Sólo florece en el jardín del corazón
En el impenetrable corazón del extraordinario jardín humano, la valorada flor de la invocada NOBLEZA, tiene un valor excepcional, sublime y verdadero.
Después de haberme enterado del anexo y excitante correo que uno de mis avispados alumnos en Venezuela, HUGO JOSÉ CONTÍN ESPINOZA, allá, por los años 60, siendo por aquella remota época, un despierto chavalito y que, hoy en día, de hombre ya, haya tenido, la sugestionada distinción de ubicarlo en Internet, para intentar indagar con mi paradero, no me queda otra superior compensación que exponerles aquí públicamente, los bienhechores sentimientos que tal mensaje ha sido capaz de producirme.

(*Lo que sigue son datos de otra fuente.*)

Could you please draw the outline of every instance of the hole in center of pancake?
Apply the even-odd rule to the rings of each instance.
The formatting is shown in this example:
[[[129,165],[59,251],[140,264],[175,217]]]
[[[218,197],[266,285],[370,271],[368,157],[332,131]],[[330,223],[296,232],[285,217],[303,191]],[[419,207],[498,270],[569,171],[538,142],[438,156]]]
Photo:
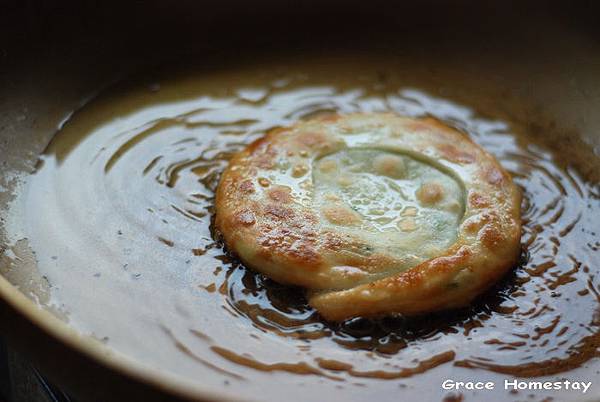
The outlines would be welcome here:
[[[463,187],[434,164],[387,150],[348,148],[315,160],[313,180],[323,224],[358,235],[370,247],[425,257],[456,240]]]

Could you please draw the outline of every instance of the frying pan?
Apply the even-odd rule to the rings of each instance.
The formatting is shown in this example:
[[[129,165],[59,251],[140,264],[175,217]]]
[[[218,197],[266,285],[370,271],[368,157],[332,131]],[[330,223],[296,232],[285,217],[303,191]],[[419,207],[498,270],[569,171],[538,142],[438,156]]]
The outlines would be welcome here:
[[[462,49],[466,73],[501,80],[531,121],[552,116],[564,132],[557,141],[576,137],[600,155],[600,9],[593,2],[388,3],[3,2],[0,208],[10,202],[15,175],[33,171],[60,123],[98,91],[181,60],[235,62],[240,54],[418,46],[451,58]],[[30,265],[16,274],[3,268],[0,330],[79,400],[261,399],[149,368],[78,334],[27,297],[37,275]]]

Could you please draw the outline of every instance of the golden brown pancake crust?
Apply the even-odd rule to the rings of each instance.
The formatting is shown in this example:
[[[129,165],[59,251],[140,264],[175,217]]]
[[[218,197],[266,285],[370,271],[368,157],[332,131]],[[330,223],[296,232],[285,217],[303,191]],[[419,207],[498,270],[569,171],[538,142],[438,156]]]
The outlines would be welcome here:
[[[356,113],[272,130],[231,159],[216,211],[229,250],[309,289],[329,320],[464,306],[520,253],[510,175],[429,117]]]

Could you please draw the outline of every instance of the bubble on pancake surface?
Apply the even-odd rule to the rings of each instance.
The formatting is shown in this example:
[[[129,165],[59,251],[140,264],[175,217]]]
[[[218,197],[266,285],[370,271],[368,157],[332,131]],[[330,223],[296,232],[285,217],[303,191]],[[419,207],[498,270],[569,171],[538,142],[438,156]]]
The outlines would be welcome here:
[[[463,190],[454,177],[424,161],[387,150],[350,148],[315,160],[313,172],[313,203],[321,208],[325,225],[363,239],[374,251],[411,255],[399,270],[441,253],[456,240],[463,208],[448,210],[447,205],[462,204]],[[444,202],[422,203],[416,196],[431,182],[447,194]]]

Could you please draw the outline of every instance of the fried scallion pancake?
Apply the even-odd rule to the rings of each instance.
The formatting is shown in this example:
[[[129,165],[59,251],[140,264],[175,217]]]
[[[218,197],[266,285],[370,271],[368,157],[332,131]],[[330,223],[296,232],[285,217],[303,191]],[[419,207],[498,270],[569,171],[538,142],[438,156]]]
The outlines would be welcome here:
[[[236,154],[216,226],[244,264],[308,289],[329,320],[461,307],[520,254],[520,192],[433,118],[331,115]]]

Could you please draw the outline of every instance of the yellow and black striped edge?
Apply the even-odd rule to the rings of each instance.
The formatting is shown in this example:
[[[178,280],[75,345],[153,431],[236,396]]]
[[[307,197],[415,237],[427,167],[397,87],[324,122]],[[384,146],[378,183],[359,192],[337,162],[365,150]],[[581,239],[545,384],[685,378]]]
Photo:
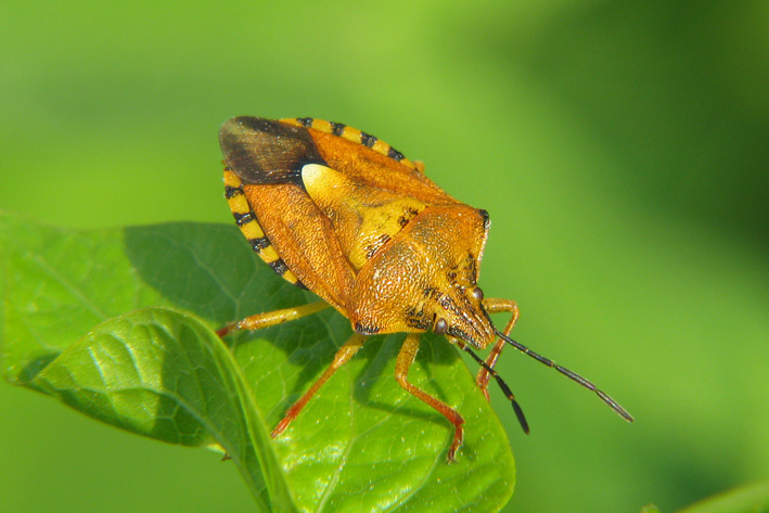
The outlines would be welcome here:
[[[229,167],[225,167],[225,197],[230,205],[238,228],[241,229],[241,233],[259,257],[289,283],[307,288],[289,269],[270,240],[265,235],[265,231],[259,226],[256,214],[243,192],[243,181]]]
[[[421,169],[416,167],[411,161],[406,158],[402,153],[400,153],[395,148],[390,146],[386,142],[377,139],[376,137],[362,132],[356,128],[348,127],[342,123],[325,121],[323,119],[315,119],[311,117],[292,117],[286,119],[281,119],[281,123],[287,123],[297,127],[313,128],[318,131],[331,133],[332,136],[341,137],[347,139],[348,141],[362,144],[366,148],[370,148],[376,153],[388,156],[395,162],[410,167],[411,169],[416,169],[421,172]]]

Estas evidentes muestras de reconocida admiración, suelen calar hasta lo más recóndito del alma, penetrando en el ánimo con una fuerzas y potencias tales que, a todas luces, resulta radicalmente bastante complicada la simple y torpe intención de pretender arrinconarlas en las tenebrosas sombras de la cruel indiferencia.
Algunos grandes pensadores, han llegado a certificar que las ofensas deben ser grabadas en la arena y, los beneficios, en mármol y que, un índice de debilidad mental, viene a resultar ser, el particular menoscabo de la glacial ingratitud.

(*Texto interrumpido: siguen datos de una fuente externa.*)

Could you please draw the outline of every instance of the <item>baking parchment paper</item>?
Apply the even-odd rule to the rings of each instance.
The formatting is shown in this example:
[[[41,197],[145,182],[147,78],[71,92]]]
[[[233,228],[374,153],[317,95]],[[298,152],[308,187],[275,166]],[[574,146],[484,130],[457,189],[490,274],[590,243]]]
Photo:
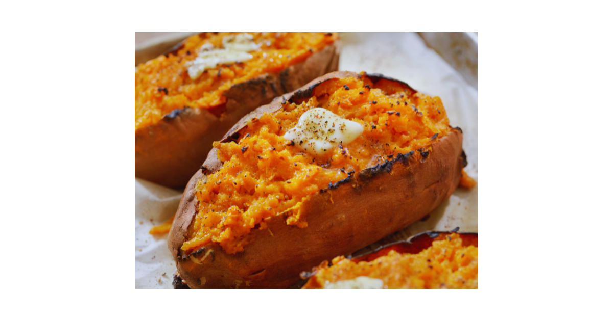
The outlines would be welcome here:
[[[459,126],[464,133],[463,147],[468,160],[465,170],[478,181],[477,186],[471,190],[459,188],[423,220],[354,254],[425,231],[460,227],[460,232],[478,232],[478,91],[426,46],[417,34],[341,32],[341,40],[340,70],[382,73],[402,80],[424,94],[441,97],[451,124]],[[148,232],[175,213],[182,193],[134,179],[135,289],[172,287],[176,268],[166,244],[167,235],[154,236]]]

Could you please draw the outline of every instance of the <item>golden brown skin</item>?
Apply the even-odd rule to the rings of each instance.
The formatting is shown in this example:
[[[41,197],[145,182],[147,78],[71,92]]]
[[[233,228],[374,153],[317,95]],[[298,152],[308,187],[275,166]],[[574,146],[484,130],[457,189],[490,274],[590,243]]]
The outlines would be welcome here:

En el impenetrable corazón del extraordinario jardín humano, la valorada flor de la invocada NOBLEZA, tiene un valor excepcional, sublime y verdadero.
¿Cuántos de nosotros evocamos con sentido cariño a los sacrificados educadores que nos inculcaran enseñanza, modales, urbanidad, primeras letras y todos aquellos dotados conocimientos elementales, merced a los cuales, hoy por hoy, nos estamos rigiendo en la vigente sociedad?

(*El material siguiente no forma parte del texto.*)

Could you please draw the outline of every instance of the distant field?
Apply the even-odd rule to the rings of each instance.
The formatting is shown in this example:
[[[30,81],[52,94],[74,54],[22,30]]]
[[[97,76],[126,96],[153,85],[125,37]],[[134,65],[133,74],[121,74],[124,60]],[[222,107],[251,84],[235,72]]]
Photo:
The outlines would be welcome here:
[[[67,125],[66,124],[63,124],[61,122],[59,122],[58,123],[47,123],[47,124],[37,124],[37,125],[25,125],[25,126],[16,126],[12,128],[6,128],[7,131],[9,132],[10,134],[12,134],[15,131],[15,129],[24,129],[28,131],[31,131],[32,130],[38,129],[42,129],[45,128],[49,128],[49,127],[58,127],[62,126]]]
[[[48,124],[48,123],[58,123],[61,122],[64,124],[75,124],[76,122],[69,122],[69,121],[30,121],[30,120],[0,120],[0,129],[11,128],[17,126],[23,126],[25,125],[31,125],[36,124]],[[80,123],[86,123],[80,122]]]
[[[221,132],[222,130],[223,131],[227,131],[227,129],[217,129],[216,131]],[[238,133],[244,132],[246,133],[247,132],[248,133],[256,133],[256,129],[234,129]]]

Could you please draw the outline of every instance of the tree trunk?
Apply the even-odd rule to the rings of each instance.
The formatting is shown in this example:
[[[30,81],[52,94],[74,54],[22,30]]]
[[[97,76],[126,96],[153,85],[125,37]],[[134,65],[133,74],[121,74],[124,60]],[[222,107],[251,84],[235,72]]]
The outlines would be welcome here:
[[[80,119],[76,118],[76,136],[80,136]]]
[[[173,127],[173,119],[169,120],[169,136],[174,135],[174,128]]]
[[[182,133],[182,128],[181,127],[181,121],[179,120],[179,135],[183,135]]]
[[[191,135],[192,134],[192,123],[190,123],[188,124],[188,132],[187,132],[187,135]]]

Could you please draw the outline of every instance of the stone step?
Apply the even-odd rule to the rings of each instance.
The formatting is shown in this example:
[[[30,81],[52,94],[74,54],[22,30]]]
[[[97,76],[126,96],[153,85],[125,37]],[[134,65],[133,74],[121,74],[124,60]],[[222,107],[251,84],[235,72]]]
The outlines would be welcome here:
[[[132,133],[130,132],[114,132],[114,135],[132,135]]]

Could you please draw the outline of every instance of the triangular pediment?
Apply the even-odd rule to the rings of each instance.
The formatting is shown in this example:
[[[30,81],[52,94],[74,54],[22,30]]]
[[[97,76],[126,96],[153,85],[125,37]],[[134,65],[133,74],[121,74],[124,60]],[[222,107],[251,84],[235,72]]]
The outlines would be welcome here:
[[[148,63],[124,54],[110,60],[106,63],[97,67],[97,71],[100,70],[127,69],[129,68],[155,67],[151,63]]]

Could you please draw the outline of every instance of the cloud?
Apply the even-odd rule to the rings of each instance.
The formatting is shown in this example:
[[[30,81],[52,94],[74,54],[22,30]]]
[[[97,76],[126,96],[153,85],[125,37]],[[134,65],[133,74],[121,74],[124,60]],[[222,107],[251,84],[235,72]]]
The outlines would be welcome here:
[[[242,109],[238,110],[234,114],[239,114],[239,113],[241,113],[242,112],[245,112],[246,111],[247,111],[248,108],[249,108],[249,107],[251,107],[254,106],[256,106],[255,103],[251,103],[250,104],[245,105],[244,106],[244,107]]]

A mi mente acude la paternal figura de Don Antonio Riveira, un exiliado profesor de origen gallego, acérrimo enemigo de la política franquista, que me impartiera clases de cultura general, cuando exclusivamente usábamos la abultada “ENCICLOPEDIA DALMAU”, notable elemento escolar, con todas las impresas materias por asimilar, adjuntas.
Era un maravilloso narrador de leyendas, impresionante y único. De él, se me quedó grabado perennemente, el imperecedero cuento de
Don Miguel de la Rosa, un enjuto anciano pedagogo, casi encorvado, que, al parecer en aquellos vetustos años, no se le permitía la merecida y más que bien ganada jubilación y que, la mayoría de las veces, se quedaba hasta cabeceando, como dormido, mientras nosotros hacíamos ejercicios de engalanada caligrafía o de variopintos dibujos y... al que, en cierta traviesa ocasión, le adelantamos el enorme reloj de pared que campeaba en el aula, logrando así salir de la clase, casi una hora antes del evidente tiempo escolar vespertino correspondiente.
Don Moisés Montaño, de rubio cabello ensortijado y portando unas sugerentes gafas de gruesa concha, quien desde muy lejos, en moto, recorría a diario una buena cantidad de kilómetros para llegar puntual a su cátedra y romperse el coco, distribuyendo sus probados conocimientos fidedignos, entre unos cuarenta o cincuenta diablillos, ansiosos de adquirir primordial sapiencia.
¡Y, así, podríamos estarles mencionando a un buen número de estas atesoradas e insignes figuras que, personalmente, para mí, fueron unos auténticos héroes y, a los cuales, hoy les brindo el justo y familiar homenaje de mi más complaciente y afectuosa GRATITUD!
¡Este inverosímil buen reclamo de mi considerado discípulo, CONTIN, me ha proporcionado tales sugestivas remembranzas!
¡Ellas han hecho posible, merced a la ingente generosidad de mi buen amigo, para que, en su “Gomeraactualidad”, se haya logrado reflejar los suspirados encantos de unas flores que, por desventura, suelen tener insuficientes brotes reproductivos!